Last night I watched the footage with Jimmy and Paul, and I have to say, the stuff available online tells only part of the story. This was a quite long-lived, at times large tornado, and had very rapid motion in the condensation funnel and the inner debris cloud. The extent to which it grew in size in a short space of time was remarkable. We'll probably see an F-rating of 1 or 2, depending on the structural aspects of the few buildings that were damaged, but there is no doubting that this was a strong tornado.
As for Sydney (26th Oct), well, the cold pool drifted virtually right over us and here we lacked sufficient mid-level winds for more sustained updrafts.
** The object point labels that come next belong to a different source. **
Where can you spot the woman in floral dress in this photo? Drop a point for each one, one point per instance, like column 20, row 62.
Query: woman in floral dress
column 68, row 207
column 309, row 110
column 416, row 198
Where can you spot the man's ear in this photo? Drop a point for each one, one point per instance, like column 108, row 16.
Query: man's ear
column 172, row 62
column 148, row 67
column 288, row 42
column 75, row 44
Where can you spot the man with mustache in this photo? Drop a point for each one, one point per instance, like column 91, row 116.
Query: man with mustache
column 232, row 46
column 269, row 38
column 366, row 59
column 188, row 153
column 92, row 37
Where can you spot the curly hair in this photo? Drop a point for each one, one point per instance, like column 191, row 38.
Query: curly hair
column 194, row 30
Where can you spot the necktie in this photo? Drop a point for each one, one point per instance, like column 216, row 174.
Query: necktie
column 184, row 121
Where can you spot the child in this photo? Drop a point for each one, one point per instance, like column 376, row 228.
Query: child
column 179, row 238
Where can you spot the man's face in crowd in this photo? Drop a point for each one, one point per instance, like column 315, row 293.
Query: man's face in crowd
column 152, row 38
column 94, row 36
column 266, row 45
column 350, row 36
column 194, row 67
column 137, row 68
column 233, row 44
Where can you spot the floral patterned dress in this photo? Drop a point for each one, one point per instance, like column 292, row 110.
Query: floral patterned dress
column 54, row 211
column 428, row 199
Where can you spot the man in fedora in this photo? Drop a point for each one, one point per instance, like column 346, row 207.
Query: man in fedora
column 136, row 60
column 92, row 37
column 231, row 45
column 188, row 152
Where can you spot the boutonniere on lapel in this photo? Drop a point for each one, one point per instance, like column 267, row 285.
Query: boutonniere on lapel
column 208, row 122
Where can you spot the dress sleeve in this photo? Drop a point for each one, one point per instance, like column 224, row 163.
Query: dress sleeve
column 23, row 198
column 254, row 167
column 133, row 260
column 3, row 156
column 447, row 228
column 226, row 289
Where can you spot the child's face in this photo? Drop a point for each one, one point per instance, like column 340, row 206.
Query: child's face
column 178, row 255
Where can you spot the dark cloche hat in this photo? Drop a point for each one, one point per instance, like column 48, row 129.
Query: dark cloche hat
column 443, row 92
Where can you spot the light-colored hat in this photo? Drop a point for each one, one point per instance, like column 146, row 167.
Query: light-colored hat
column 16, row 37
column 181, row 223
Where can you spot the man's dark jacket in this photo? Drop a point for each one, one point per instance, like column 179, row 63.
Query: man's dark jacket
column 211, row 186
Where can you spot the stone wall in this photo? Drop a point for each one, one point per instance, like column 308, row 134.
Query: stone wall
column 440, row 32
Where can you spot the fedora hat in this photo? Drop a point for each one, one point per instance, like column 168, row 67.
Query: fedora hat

I think deep inflow was there and some nice storms did organize.
I planned on an extended lunch break and with my work being minutes away from the M2, that was the obvious route to go west. Basically sat and watched radar periodically, and darted out as a weak cluster/brokem line of storms was tracking SE towards the outer NW metro area. As I pulled off Old Windsor road I could see that the base was dark, although typical in appearance of disorganized activity; competing updrafts collapsing and their outflow generating new cells, on the sthn flank in this case. Nice CGs at the time. No point going on for this garbage, so I figured I would shoot some brief video of the lightning from a vantage along Jimmy’s street, just in case he could not chase (we have a bit if a running joke re schofields and storms – little did I know what he would experience some 90 minutes later!).
What did interest me was that there appeared to be some solid convergence, a focused line of convective updraft bases. These remained rain free for some time and became substantial. There southern ½ of the metro area and beyond was free of clutter and getting some good insolation. I new things would get interesting at this point as dark menacing bases grew larger in size.
It wasn’t long before the first CGs rained down, powerful strobing bolts all around as I headed south along Windsor road to the M2.
Along the convective line, a dominant updraft, I would guess somewhere over the hills district, appeared to clear precip out on either side. I knew that I had to head back east and could only think of a 4th floor balcony at work providing the only decent N to NW view. All this time I was heading east on the M2 I could see glimpses of interesting base structure through the mirror. Would it crap out before I got a look? Fortunately not.
The next sequence of images are looking WNW from the building at the north flank of intense radar echos. (location marker on google map below, black arrow direction I am pointing camcorder).
I was pretty much leaning over the balcony to try and get this angle in, showing clearly the rain free region that persisted and the intense core to the north. If only we had better flow aloft!!
The CG lightning was frequent and strobed.
There was a good NE infeed at cloud base
I darted across the other side of the building for a view form the southward facing balcony. New bases developing, more dilution of convective energy and more lighting. As the storm moved over North Ryde, there was heavy rain and very frequent lightning and gunshot thunder.